1.1. Gradient and Hessian Calculation

The gradient \(\nabla f(x, y)\) is:

\[ \frac{\partial f}{\partial x} = -2(1 - x) - 400x(y - x^2) \]
\[ \frac{\partial f}{\partial y} = 200(y - x^2) \]

The Hessian \(\mathbf{H}(x, y)\) is:

\[ \mathbf{H} = \begin{pmatrix} 2 - 400y + 1200x^2 & -400x \\ -400x & 200 \end{pmatrix} \]

1.2. Newton Step from \((-1, 2)\)

  1. Evaluate Gradient: \(\nabla f(-1, 2) = (-2(2) - 400(-1)(2 - 1), 200(2 - 1))^\top = (396, 200)^\top\).
  2. Evaluate Hessian: \(\mathbf{H}(-1, 2) = \begin{pmatrix} 2 - 800 + 1200 & 400 \\ 400 & 200 \end{pmatrix} = \begin{pmatrix} 402 & 400 \\ 400 & 200 \end{pmatrix}\).
  3. Invert Hessian: \(\det(\mathbf{H}) = 402(200) - 400^2 = 80400 - 160000 = -79600\).
\[ \mathbf{H}^{-1} = \frac{1}{-79600} \begin{pmatrix} 200 & -400 \\ -400 & 402 \end{pmatrix} \]
  1. Compute Update: \(\Delta w = -\mathbf{H}^{-1} \nabla f \approx (0.001, -0.998)^\top\). Note that because the Hessian is not positive definite at this point (\(\det < 0\)), the Newton step might move towards a saddle point or maximum unless damped (Levenberg-Marquardt).

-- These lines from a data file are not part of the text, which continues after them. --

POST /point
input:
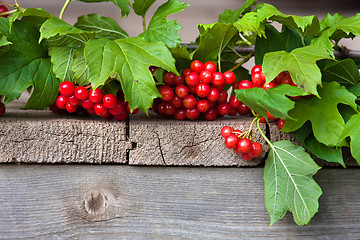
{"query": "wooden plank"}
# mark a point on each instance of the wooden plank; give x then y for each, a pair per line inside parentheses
(186, 143)
(44, 137)
(125, 202)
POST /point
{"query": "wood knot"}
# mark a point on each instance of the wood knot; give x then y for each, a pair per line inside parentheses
(96, 202)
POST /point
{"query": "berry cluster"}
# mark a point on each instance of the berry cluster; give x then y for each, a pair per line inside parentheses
(240, 143)
(94, 101)
(199, 91)
(2, 108)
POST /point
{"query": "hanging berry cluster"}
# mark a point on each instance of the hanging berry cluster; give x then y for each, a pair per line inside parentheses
(198, 92)
(94, 101)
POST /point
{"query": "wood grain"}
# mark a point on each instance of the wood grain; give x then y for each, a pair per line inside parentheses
(48, 202)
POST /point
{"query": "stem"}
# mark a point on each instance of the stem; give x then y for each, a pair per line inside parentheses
(242, 62)
(64, 8)
(262, 134)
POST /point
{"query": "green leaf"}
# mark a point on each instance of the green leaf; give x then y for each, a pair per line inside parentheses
(27, 64)
(301, 63)
(213, 40)
(273, 100)
(130, 58)
(287, 40)
(162, 29)
(122, 4)
(249, 24)
(344, 72)
(142, 6)
(352, 130)
(62, 59)
(103, 27)
(326, 120)
(63, 34)
(289, 183)
(79, 68)
(230, 16)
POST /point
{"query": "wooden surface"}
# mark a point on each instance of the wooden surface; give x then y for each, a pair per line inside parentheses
(125, 202)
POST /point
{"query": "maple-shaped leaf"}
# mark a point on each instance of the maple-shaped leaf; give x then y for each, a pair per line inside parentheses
(289, 183)
(326, 120)
(162, 29)
(273, 100)
(79, 68)
(130, 59)
(103, 27)
(27, 64)
(231, 16)
(62, 59)
(59, 33)
(301, 63)
(213, 39)
(122, 4)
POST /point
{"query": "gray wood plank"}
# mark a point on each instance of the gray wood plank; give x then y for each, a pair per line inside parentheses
(44, 137)
(170, 142)
(126, 202)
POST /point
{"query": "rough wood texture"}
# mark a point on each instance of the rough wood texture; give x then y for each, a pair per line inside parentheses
(40, 136)
(52, 202)
(276, 135)
(186, 143)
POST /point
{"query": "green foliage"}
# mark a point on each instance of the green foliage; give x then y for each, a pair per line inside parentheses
(301, 63)
(322, 110)
(162, 29)
(288, 183)
(130, 59)
(103, 27)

2. Problem Set (Theoretical)

Exercise 1: Strong Convexity and PL Condition

Prove that if a function \(f\) is \(\mu\)-strongly convex, it satisfies the PL condition with parameter \(\mu\). Hint: Use the definition \(f(y) \ge f(x) + \nabla f(x)^\top (y-x) + \frac{\mu}{2}\|y-x\|^2\) and minimize both sides with respect to \(y\).

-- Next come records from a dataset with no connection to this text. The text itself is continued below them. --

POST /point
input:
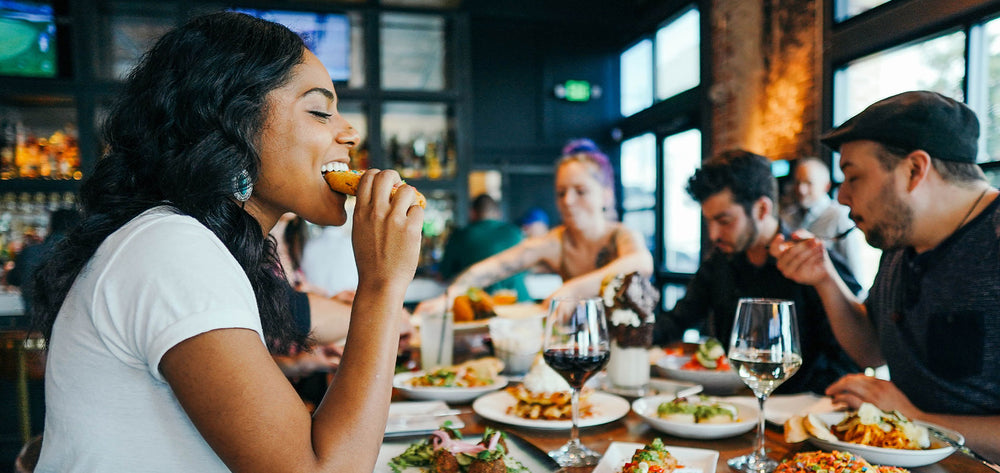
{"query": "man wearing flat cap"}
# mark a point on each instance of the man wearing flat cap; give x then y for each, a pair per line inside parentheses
(933, 313)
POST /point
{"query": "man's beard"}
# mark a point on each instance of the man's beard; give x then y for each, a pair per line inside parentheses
(893, 231)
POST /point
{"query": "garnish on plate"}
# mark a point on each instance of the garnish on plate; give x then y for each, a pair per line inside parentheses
(832, 462)
(709, 356)
(868, 425)
(471, 374)
(652, 458)
(445, 451)
(698, 410)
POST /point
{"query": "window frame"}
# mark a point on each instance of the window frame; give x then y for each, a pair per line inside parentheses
(684, 111)
(894, 24)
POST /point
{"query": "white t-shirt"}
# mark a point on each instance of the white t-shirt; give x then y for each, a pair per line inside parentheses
(159, 280)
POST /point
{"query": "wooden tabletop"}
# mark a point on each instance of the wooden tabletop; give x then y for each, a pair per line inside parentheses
(633, 429)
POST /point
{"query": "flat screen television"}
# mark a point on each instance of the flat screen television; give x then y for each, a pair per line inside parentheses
(28, 41)
(327, 35)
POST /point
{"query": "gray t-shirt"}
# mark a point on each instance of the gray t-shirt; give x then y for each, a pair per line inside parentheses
(937, 315)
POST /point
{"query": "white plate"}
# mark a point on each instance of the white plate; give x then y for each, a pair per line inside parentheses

Exercise 2: Mirror Descent and KL Divergence

Show that for the potential \(\psi(x) = \sum x_i \log x_i\) on the simplex \(\Delta_d\), the Bregman divergence \(D_\psi(x, y)\) is exactly the KL Divergence \(D_{KL}(x \| y)\).

Exercise 3: Convergence of SGD

Consider \(f(w) = \frac{1}{2} w^2\). Suppose we use SGD with \(w_{t+1} = w_t - \eta (w_t + \xi_t)\) where \(\xi_t \sim \mathcal{N}(0, \sigma^2)\). Find the variance of \(w_t\) as \(t \to \infty\) for a constant \(\eta\).

Exercise 4: K-FAC Approximation

Explain why the approximation \(\mathbb{E}[A \otimes G] \approx \mathbb{E}[A] \otimes \mathbb{E}[G]\) is used in K-FAC. What independence assumption does this imply between forward activations and backward gradients?

Exercise 5: Linear Convergence under SVRG

Briefly derive why SVRG can use a constant learning rate while SGD must use a decaying one to converge to the exact optimum.

Exercise 6: Nesterov Accelerated Gradient (NAG)

Consider the NAG updates:

\[ y_{t+1} = x_t - \eta \nabla f(x_t) \]

1.

Show that for a quadratic \(f(x) = \frac{1}{2} x^\top \mathbf{A} x\), this is equivalent to a second-order linear recurrence. What is the optimal \(\gamma\) for a condition number \(\kappa = L/\mu\)?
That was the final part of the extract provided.